Artificial Intelligence (AI) and Machine Learning (ML) can return significant value to factories, but there are still challenges to overcome. These challenges are not in the data science – the code usually works well. The primary challenges to delivering AI/ML projects at scale are rooted in architecture and data governance. Manufacturers need to find an efficient, and cost-effective way to find, understand, use and then reuse data across multiple projects.
Principles of a data mesh
Leading manufacturers have begun to embrace the four principles of a data mesh, even if it is not referred to as a data mesh. Their aim is to evolve their architecture into one that supports delivering Industry 4.0 projects at scale and avoiding the two most common modes of failure.
Initial failures were labelled ‘pilot purgatory’. Here the primary mode of failure was technology scaling: what worked in the lab did not always scale to support the demands of the production environment.
Once the technology scaling issue was rectified, ‘use case purgatory’ emerged as a new failure mode. Here the challenge is resource scaling. Companies were delivering Industry 4.0 solutions using an Industry 3.0 architecture. In other words, creating a dedicated pipeline to feed an application which supports a single, or few use cases. In this purgatory, use cases are deployed, but at a high price. The development costs of a dedicated data pipeline coupled with support cost of maintaining isolated apps means this purgatory is not filled with failure, it is sparsely populated. Additional use cases are out of reach due to limited budget.
The clear path out of use case purgatory is a better use of resources – and in this case the key resources are data and data science skills. In a factory environment the amount and variety of data is large and growing. However, it is also finite – and crucially multipurpose. For example, sensor data that comes from a machine can support maintenance use cases, provide insight into the quality of products produced and support process improvement. Machine data is both a large data set and needs very specific operator knowledge to provide context to measurements, alerts, and error codes. To gather and prepare this set of data multiple times is a waste of data science resources. Why not collect, cleanse and pre-process it once for all three use cases, plus others?
This is why the 4 principles of a data mesh should help make better use of limited resources. The first two principles describe a multipurpose approach to data cleansing.
The 4 principles
Firstly, domain-driven ownership of data will ensure those people who really understand contextual data are given responsibility to prepare this for multiple use cases. As operational technology(OT) and IT have traditionally been separate in a manufacturing company, the ownership principle should be relatively easy to implement.
Secondly, data must be treated as a product. Creating data products is a new approach, but one that should be readily embraced given the use case purgatory experience. Data products can be as simple as data sets prepared for analytic purposes, or more complex such as the output of ML routines.
These two principles do not require specific technology, the main implication is organizational. Distributed groups must accept responsibility for ownership of a specific set of data – and ensure this is available to all authorized users. This has added benefits in terms of reducing cost and increasing security by reducing data movements and redundancies.

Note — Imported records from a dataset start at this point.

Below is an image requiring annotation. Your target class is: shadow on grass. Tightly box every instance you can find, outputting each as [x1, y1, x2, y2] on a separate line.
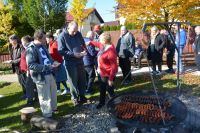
[0, 82, 11, 89]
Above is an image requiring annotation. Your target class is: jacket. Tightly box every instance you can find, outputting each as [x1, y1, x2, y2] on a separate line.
[90, 41, 118, 81]
[57, 30, 85, 66]
[175, 29, 187, 48]
[10, 44, 23, 74]
[116, 31, 135, 58]
[194, 35, 200, 55]
[49, 40, 63, 63]
[26, 42, 54, 84]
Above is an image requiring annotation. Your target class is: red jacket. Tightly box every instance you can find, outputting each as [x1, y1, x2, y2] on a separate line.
[91, 41, 118, 81]
[20, 49, 28, 73]
[49, 40, 63, 63]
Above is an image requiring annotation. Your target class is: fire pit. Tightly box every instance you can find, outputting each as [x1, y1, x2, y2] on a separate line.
[107, 91, 187, 129]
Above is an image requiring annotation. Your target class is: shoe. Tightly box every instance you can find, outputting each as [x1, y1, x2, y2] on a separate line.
[123, 79, 133, 85]
[156, 71, 162, 76]
[79, 96, 88, 104]
[57, 90, 61, 94]
[52, 109, 58, 113]
[96, 103, 105, 109]
[24, 100, 34, 107]
[151, 71, 158, 75]
[61, 90, 69, 95]
[72, 99, 79, 106]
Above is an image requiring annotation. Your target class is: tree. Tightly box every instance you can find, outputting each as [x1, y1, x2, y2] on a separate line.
[0, 1, 15, 52]
[22, 0, 68, 31]
[69, 0, 87, 27]
[116, 0, 200, 26]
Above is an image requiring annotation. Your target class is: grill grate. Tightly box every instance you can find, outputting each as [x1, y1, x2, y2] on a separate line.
[107, 91, 187, 128]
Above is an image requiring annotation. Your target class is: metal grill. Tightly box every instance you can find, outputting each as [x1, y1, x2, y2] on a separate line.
[107, 91, 187, 128]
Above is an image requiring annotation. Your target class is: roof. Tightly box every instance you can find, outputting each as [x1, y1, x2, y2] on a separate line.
[104, 21, 120, 26]
[66, 8, 104, 23]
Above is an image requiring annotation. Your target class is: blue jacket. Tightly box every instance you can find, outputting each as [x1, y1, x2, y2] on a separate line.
[57, 30, 85, 66]
[175, 29, 187, 48]
[26, 42, 54, 84]
[83, 40, 98, 66]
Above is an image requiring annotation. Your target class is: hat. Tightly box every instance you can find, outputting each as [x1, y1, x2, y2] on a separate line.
[93, 25, 101, 32]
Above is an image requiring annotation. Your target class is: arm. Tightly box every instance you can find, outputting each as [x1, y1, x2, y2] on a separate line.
[126, 33, 135, 56]
[108, 49, 118, 81]
[90, 41, 103, 49]
[26, 47, 52, 73]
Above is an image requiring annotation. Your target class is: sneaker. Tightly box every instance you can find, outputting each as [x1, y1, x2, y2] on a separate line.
[57, 90, 61, 94]
[61, 90, 69, 95]
[20, 95, 27, 100]
[85, 89, 92, 95]
[156, 71, 162, 76]
[96, 103, 105, 109]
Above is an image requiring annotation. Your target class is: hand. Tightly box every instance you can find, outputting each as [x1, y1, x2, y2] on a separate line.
[80, 51, 87, 56]
[3, 60, 12, 64]
[108, 80, 113, 86]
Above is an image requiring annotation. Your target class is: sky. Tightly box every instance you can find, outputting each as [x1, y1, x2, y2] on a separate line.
[86, 0, 117, 22]
[68, 0, 117, 22]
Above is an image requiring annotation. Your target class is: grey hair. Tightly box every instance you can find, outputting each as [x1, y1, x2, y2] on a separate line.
[151, 26, 158, 31]
[120, 25, 127, 31]
[68, 21, 78, 29]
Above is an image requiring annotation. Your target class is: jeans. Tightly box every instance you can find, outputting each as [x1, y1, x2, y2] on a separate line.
[84, 65, 95, 92]
[175, 48, 184, 72]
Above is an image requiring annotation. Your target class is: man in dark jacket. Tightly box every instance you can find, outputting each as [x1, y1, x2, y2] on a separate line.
[58, 21, 87, 106]
[9, 34, 26, 99]
[194, 26, 200, 71]
[116, 26, 135, 85]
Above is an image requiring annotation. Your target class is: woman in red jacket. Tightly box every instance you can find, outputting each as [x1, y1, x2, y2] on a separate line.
[90, 32, 118, 109]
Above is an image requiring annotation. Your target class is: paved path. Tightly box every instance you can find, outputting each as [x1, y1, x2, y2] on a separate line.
[0, 65, 199, 83]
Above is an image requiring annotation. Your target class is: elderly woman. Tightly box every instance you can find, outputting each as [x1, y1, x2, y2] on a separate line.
[90, 32, 118, 109]
[148, 26, 165, 75]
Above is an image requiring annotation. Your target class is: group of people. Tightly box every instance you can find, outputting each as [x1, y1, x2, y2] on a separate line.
[7, 20, 200, 118]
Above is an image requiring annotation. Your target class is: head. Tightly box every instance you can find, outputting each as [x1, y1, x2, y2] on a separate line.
[99, 32, 111, 46]
[34, 30, 46, 44]
[160, 29, 168, 35]
[21, 35, 33, 49]
[86, 31, 94, 40]
[9, 34, 19, 46]
[120, 26, 127, 35]
[195, 26, 200, 35]
[67, 21, 78, 36]
[151, 26, 159, 36]
[93, 24, 101, 34]
[46, 32, 54, 44]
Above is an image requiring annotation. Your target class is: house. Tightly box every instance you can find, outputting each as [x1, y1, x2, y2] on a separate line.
[66, 8, 104, 36]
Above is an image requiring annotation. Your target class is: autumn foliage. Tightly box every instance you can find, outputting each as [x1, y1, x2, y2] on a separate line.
[116, 0, 200, 26]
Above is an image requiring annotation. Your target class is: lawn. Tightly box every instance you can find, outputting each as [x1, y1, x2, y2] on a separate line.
[0, 73, 200, 132]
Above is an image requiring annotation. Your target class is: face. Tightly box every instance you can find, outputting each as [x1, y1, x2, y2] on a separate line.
[46, 37, 50, 44]
[121, 29, 126, 35]
[151, 29, 157, 36]
[21, 39, 27, 48]
[195, 27, 200, 35]
[9, 39, 17, 46]
[68, 25, 78, 36]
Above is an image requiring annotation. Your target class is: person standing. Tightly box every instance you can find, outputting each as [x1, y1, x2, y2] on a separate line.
[20, 35, 38, 106]
[194, 26, 200, 72]
[9, 34, 26, 99]
[46, 32, 70, 95]
[26, 30, 57, 118]
[89, 32, 118, 109]
[174, 25, 187, 74]
[160, 30, 175, 74]
[83, 31, 98, 94]
[149, 26, 165, 75]
[116, 26, 135, 85]
[58, 21, 87, 106]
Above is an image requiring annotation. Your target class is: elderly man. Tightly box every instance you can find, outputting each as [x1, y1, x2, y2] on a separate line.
[116, 26, 135, 85]
[58, 21, 87, 106]
[194, 26, 200, 72]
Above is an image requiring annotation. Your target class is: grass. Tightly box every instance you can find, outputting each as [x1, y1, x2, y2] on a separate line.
[0, 73, 200, 132]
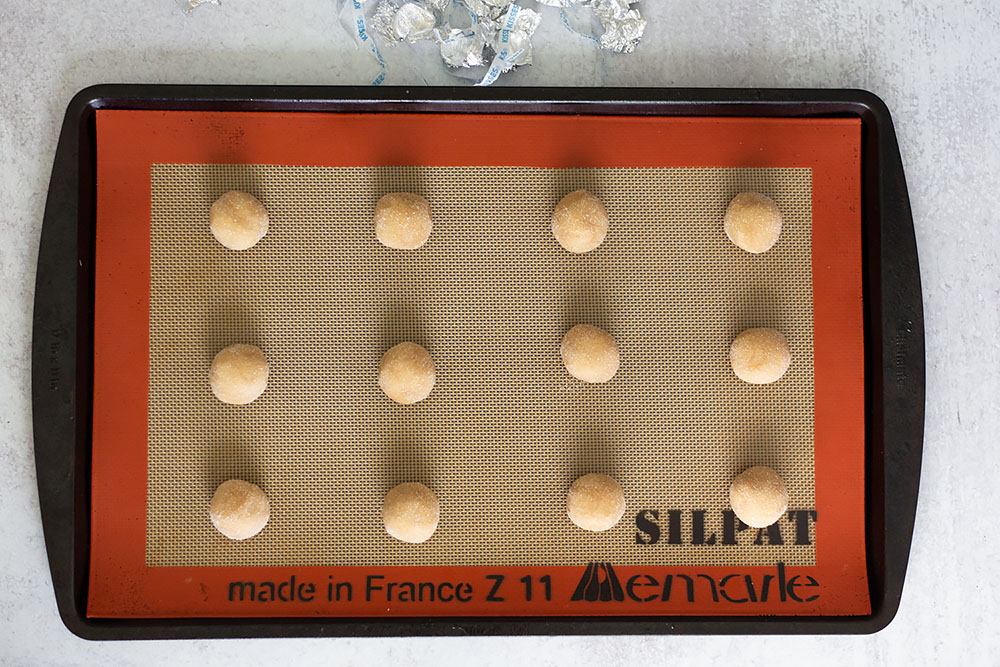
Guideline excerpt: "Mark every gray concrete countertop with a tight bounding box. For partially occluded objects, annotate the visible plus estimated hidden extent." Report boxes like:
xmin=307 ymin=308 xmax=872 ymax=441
xmin=1 ymin=1 xmax=998 ymax=664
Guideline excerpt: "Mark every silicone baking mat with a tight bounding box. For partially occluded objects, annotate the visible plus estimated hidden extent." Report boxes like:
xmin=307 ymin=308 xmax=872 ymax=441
xmin=90 ymin=111 xmax=866 ymax=618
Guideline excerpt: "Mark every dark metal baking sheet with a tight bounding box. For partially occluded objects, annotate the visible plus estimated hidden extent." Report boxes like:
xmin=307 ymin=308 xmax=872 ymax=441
xmin=31 ymin=85 xmax=924 ymax=638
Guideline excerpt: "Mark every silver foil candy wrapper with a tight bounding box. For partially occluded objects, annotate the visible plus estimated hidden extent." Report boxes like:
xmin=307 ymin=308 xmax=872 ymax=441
xmin=591 ymin=0 xmax=646 ymax=53
xmin=373 ymin=1 xmax=437 ymax=42
xmin=537 ymin=0 xmax=645 ymax=53
xmin=175 ymin=0 xmax=220 ymax=13
xmin=359 ymin=0 xmax=645 ymax=84
xmin=486 ymin=4 xmax=543 ymax=69
xmin=437 ymin=28 xmax=487 ymax=68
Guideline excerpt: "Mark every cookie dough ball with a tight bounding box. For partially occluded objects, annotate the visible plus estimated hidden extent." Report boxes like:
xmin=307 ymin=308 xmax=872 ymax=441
xmin=561 ymin=324 xmax=620 ymax=383
xmin=378 ymin=342 xmax=435 ymax=404
xmin=729 ymin=466 xmax=788 ymax=528
xmin=210 ymin=344 xmax=269 ymax=405
xmin=729 ymin=328 xmax=791 ymax=384
xmin=210 ymin=479 xmax=270 ymax=540
xmin=210 ymin=190 xmax=269 ymax=251
xmin=567 ymin=473 xmax=626 ymax=532
xmin=382 ymin=482 xmax=440 ymax=543
xmin=551 ymin=189 xmax=609 ymax=254
xmin=374 ymin=192 xmax=433 ymax=250
xmin=724 ymin=191 xmax=782 ymax=253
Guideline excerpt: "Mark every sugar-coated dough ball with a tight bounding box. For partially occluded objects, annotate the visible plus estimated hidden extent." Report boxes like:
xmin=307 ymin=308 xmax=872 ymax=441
xmin=374 ymin=192 xmax=433 ymax=250
xmin=551 ymin=189 xmax=609 ymax=254
xmin=724 ymin=191 xmax=782 ymax=253
xmin=729 ymin=466 xmax=788 ymax=528
xmin=567 ymin=473 xmax=626 ymax=532
xmin=210 ymin=479 xmax=270 ymax=540
xmin=729 ymin=328 xmax=791 ymax=384
xmin=378 ymin=342 xmax=435 ymax=404
xmin=210 ymin=190 xmax=269 ymax=251
xmin=561 ymin=324 xmax=620 ymax=383
xmin=210 ymin=344 xmax=269 ymax=405
xmin=382 ymin=482 xmax=440 ymax=543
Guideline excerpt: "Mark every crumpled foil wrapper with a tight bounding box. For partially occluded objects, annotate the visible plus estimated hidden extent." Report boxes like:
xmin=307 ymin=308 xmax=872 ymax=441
xmin=537 ymin=0 xmax=645 ymax=53
xmin=372 ymin=1 xmax=437 ymax=42
xmin=591 ymin=0 xmax=646 ymax=53
xmin=437 ymin=28 xmax=488 ymax=68
xmin=360 ymin=0 xmax=645 ymax=84
xmin=175 ymin=0 xmax=220 ymax=13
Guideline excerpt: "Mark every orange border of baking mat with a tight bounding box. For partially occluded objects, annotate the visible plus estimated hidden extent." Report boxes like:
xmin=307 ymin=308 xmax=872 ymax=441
xmin=90 ymin=111 xmax=867 ymax=618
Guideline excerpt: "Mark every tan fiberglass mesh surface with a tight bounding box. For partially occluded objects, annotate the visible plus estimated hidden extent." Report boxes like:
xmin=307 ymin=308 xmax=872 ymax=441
xmin=147 ymin=165 xmax=815 ymax=568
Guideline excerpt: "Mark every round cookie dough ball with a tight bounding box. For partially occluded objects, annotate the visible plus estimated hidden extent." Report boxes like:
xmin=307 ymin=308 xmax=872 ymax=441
xmin=729 ymin=466 xmax=788 ymax=528
xmin=382 ymin=482 xmax=440 ymax=543
xmin=561 ymin=324 xmax=620 ymax=383
xmin=378 ymin=342 xmax=435 ymax=404
xmin=210 ymin=479 xmax=270 ymax=540
xmin=567 ymin=473 xmax=626 ymax=532
xmin=210 ymin=190 xmax=269 ymax=251
xmin=374 ymin=192 xmax=433 ymax=250
xmin=724 ymin=191 xmax=782 ymax=253
xmin=729 ymin=328 xmax=791 ymax=385
xmin=551 ymin=189 xmax=609 ymax=254
xmin=210 ymin=344 xmax=269 ymax=405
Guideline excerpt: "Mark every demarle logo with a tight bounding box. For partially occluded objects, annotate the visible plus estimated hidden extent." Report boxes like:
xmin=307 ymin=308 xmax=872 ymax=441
xmin=571 ymin=562 xmax=625 ymax=602
xmin=570 ymin=561 xmax=819 ymax=604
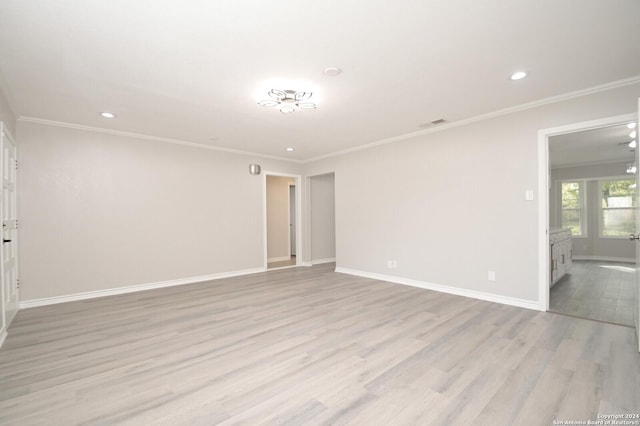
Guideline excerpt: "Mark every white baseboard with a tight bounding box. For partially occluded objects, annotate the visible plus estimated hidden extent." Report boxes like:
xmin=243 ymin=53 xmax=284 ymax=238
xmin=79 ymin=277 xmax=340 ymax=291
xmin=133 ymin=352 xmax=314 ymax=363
xmin=267 ymin=256 xmax=291 ymax=263
xmin=572 ymin=255 xmax=634 ymax=263
xmin=0 ymin=330 xmax=6 ymax=350
xmin=311 ymin=257 xmax=336 ymax=265
xmin=19 ymin=267 xmax=266 ymax=309
xmin=335 ymin=267 xmax=543 ymax=311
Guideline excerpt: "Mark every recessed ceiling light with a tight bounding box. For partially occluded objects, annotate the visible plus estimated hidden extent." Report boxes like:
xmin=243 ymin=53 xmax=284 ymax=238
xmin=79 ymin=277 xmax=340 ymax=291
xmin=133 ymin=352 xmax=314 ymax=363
xmin=323 ymin=67 xmax=342 ymax=77
xmin=631 ymin=131 xmax=637 ymax=139
xmin=286 ymin=147 xmax=294 ymax=152
xmin=510 ymin=71 xmax=527 ymax=81
xmin=100 ymin=112 xmax=116 ymax=118
xmin=628 ymin=122 xmax=637 ymax=129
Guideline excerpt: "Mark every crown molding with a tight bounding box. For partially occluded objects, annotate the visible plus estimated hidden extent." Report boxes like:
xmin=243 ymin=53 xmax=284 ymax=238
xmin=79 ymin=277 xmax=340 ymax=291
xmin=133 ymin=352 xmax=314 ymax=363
xmin=15 ymin=76 xmax=640 ymax=165
xmin=17 ymin=116 xmax=304 ymax=164
xmin=302 ymin=75 xmax=640 ymax=164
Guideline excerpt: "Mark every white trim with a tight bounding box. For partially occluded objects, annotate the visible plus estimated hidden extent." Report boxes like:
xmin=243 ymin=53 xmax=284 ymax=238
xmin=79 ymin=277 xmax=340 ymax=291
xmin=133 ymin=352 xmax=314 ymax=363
xmin=0 ymin=330 xmax=6 ymax=349
xmin=305 ymin=76 xmax=640 ymax=164
xmin=302 ymin=262 xmax=313 ymax=267
xmin=18 ymin=116 xmax=302 ymax=164
xmin=572 ymin=255 xmax=635 ymax=263
xmin=19 ymin=267 xmax=265 ymax=309
xmin=538 ymin=112 xmax=638 ymax=314
xmin=311 ymin=257 xmax=336 ymax=265
xmin=551 ymin=158 xmax=632 ymax=169
xmin=267 ymin=256 xmax=291 ymax=263
xmin=335 ymin=267 xmax=543 ymax=311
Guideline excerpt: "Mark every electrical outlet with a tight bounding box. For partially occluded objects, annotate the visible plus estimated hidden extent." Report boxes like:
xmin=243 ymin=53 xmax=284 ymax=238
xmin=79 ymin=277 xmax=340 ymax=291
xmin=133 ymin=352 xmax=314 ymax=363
xmin=392 ymin=260 xmax=398 ymax=269
xmin=488 ymin=270 xmax=496 ymax=281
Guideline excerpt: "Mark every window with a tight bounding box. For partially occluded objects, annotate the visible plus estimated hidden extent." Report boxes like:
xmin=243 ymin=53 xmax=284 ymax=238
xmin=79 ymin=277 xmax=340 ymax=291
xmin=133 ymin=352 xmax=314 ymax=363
xmin=600 ymin=179 xmax=637 ymax=237
xmin=561 ymin=181 xmax=585 ymax=236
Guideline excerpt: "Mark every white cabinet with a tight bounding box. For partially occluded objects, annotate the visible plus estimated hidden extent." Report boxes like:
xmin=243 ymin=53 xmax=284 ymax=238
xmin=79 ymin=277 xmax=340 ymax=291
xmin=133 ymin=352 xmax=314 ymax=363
xmin=550 ymin=228 xmax=572 ymax=287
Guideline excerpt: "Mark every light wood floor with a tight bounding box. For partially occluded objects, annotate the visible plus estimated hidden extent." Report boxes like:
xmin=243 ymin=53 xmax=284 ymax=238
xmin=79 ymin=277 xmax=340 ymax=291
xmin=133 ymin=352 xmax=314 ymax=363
xmin=550 ymin=260 xmax=635 ymax=326
xmin=268 ymin=255 xmax=297 ymax=269
xmin=1 ymin=263 xmax=639 ymax=425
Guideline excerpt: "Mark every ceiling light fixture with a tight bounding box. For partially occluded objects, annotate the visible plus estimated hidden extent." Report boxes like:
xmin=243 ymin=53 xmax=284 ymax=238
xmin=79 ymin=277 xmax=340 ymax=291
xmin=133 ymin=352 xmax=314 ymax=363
xmin=258 ymin=89 xmax=316 ymax=113
xmin=100 ymin=112 xmax=116 ymax=118
xmin=510 ymin=71 xmax=527 ymax=80
xmin=628 ymin=123 xmax=637 ymax=129
xmin=286 ymin=147 xmax=294 ymax=152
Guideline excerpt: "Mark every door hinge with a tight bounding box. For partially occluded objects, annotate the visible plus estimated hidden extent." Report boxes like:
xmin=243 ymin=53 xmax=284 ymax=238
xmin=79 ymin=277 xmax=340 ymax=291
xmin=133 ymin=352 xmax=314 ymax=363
xmin=14 ymin=160 xmax=17 ymax=171
xmin=16 ymin=279 xmax=20 ymax=289
xmin=14 ymin=219 xmax=18 ymax=229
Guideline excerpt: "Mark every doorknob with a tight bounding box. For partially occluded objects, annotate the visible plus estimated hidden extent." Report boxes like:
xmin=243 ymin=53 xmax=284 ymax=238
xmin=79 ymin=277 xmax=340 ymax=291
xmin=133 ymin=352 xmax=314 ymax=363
xmin=629 ymin=234 xmax=640 ymax=240
xmin=2 ymin=239 xmax=11 ymax=243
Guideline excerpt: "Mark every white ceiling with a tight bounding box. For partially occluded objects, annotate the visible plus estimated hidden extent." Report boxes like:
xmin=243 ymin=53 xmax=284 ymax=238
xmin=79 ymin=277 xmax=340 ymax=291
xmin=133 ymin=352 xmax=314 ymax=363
xmin=0 ymin=0 xmax=639 ymax=161
xmin=549 ymin=122 xmax=637 ymax=168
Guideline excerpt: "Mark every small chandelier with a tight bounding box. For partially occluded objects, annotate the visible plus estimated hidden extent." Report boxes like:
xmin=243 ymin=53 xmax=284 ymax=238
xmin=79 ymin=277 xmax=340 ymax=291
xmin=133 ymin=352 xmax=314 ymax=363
xmin=258 ymin=89 xmax=316 ymax=113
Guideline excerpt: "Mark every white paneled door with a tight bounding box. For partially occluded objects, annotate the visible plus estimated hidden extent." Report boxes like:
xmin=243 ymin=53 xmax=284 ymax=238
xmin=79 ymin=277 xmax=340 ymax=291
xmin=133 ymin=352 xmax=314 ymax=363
xmin=1 ymin=122 xmax=18 ymax=332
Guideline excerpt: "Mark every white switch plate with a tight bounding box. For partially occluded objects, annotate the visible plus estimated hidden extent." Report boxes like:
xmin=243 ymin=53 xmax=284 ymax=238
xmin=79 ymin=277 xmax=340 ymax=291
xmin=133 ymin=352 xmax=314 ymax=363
xmin=488 ymin=270 xmax=496 ymax=281
xmin=525 ymin=190 xmax=534 ymax=201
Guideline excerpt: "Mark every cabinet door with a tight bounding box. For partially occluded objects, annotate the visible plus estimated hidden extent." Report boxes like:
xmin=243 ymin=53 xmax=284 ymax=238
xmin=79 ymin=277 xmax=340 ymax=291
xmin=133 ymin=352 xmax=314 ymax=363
xmin=551 ymin=244 xmax=560 ymax=286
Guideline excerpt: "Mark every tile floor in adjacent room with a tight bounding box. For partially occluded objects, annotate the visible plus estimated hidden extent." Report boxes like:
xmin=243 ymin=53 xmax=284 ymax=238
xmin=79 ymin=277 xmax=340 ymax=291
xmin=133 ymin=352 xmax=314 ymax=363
xmin=550 ymin=260 xmax=635 ymax=327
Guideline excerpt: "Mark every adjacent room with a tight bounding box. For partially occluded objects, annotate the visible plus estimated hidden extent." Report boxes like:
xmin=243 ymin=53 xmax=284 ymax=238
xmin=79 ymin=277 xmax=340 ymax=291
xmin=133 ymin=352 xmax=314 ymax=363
xmin=549 ymin=124 xmax=638 ymax=326
xmin=0 ymin=1 xmax=639 ymax=424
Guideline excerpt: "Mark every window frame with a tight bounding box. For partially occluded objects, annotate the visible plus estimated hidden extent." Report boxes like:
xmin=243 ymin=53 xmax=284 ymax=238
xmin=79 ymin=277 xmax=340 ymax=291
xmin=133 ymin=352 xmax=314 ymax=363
xmin=559 ymin=179 xmax=587 ymax=238
xmin=598 ymin=177 xmax=637 ymax=239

Thirdly, a self-serve data infrastructure as a platform needs to be implemented. This is crucial to allowing a variety of teams to build on the work of others to create their own insights from data, as well as additional data products.
And fourthly, the federated computational governance requires a blend of mesh-oriented governance practice and the ability to automate some tasks such as schema or lineage creation.
The final two principles do imply some technical capabilities or tools. It needs ongoing investment in technical capabilities to find, understand, use and re-use data – regardless of where it is stored. This is perfectly aligned with implementing a data mesh. Instead of having to move data at a high cost, businesses can implement an open data ecosystem and bring analytics to the data.
Open ecosystem
This open ecosystem will also help manufacturers achieve the ideal of good, quick, and cheap in their Industry 4.0 analytics projects:
- Good: Increased use case deployment based on trusted and secure data
- Quick: Speed of use case deployment and use case execution
- Cheap: Limit data movements and redundancies, improve compute efficiency
Manufacturing operations, supported by both IT and OT are not too far away from implementing the data mesh principles. To reap the full potential of AI and ML within a factory setting only small adjustments are required: Data governance practice to adapt ownership and introduce data products, coupled with highly scalable compute power able to operate efficiently in a diverse data ecosystem are the next steps.